В этом зеркале я разглядел и, могу сказать, впервые увидал совершенный образ изумления. Но я сейчас же оправдал себя и согласился сам с собой, что изумила меня вещь, на самом деле изумительная.
Я продолжал рассматривать предмет все с прежним, не слабевшим от раздумья удивлением, тем более что сам предмет давал возможность изучать его в полной неподвижности. Устойчивость и неизменность этого феномена не допускали мысли о галлюцинации. Я совершенно не подвержен нервным недугам, расстраивающим зрение. Причиной их обычно являются неправильности в действии желудка, а у меня желудок, слава богу, работает отлично. К тому же обманам зрения сопутствуют обстоятельства особого, анормального порядка; они действуют на самих галлюцинирующих и внушают им какой-то ужас. Ничего подобного со мной не происходило, и предмет, который я видел, хотя сам по себе и невозможный, являлся мне в условиях естественной реальности. Я заметил, что он трехмерен, окрашен и отбрасывает тень. О! Как я рассматривал его! Слезы выступили мне на глаза, и я был вынужден протереть очки.
В конце концов пришлось мне покориться очевидности и констатировать, что передо мною фея, — фея, которая мне снилась вечером в библиотеке. Это была она, она, я утверждаю. Все тот же вид ребячливой королевы, гибкая и гордая фигурка, в руках ореховая палочка, на голове — двурогая диадема, и парчовый шлейф по-прежнему змеится у ее крошечных ножек.

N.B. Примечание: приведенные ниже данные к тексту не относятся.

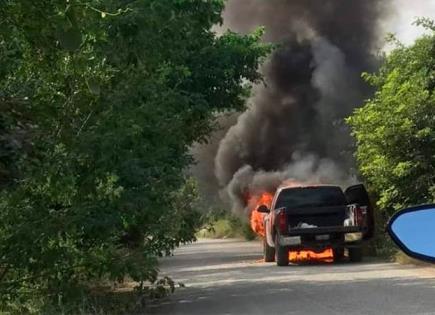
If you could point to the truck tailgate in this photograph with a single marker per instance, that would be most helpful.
(316, 216)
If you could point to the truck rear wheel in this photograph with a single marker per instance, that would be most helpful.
(268, 252)
(355, 254)
(281, 254)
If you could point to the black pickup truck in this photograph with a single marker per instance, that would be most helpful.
(316, 218)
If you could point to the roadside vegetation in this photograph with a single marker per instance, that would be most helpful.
(99, 103)
(395, 130)
(223, 224)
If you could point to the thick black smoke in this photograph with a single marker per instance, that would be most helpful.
(294, 126)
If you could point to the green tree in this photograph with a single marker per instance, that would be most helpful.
(100, 101)
(395, 130)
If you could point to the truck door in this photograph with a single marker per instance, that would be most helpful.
(358, 194)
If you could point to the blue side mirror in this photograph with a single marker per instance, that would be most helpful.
(413, 230)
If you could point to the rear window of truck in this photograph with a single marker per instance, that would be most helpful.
(311, 197)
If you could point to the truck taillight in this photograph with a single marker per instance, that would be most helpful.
(282, 222)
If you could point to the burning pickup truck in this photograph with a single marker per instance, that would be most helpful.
(316, 218)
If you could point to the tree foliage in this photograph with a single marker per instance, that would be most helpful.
(99, 102)
(395, 130)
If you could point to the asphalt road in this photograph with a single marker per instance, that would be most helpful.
(228, 277)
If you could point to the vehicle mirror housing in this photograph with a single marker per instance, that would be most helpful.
(263, 209)
(412, 229)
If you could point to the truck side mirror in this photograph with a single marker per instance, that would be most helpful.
(412, 230)
(263, 209)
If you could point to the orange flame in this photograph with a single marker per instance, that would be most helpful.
(257, 223)
(306, 255)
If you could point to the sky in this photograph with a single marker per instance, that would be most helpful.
(405, 13)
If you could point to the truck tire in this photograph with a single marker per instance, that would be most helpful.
(281, 254)
(338, 254)
(268, 252)
(355, 254)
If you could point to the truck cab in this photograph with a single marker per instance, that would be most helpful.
(315, 218)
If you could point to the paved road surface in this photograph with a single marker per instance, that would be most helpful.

То же лицо, тот же рост. Это действительно она; и всякие сомнения устранило то, что она сидела на корешке старинной толстой книги, схожей с Нюрнбергской летописью. Ее недвижность ободрила меня только отчасти, и, говоря по правде, я боялся, как бы она не вынула из сумочки орешки и вновь не стала бы швырять скорлупки мне в лицо.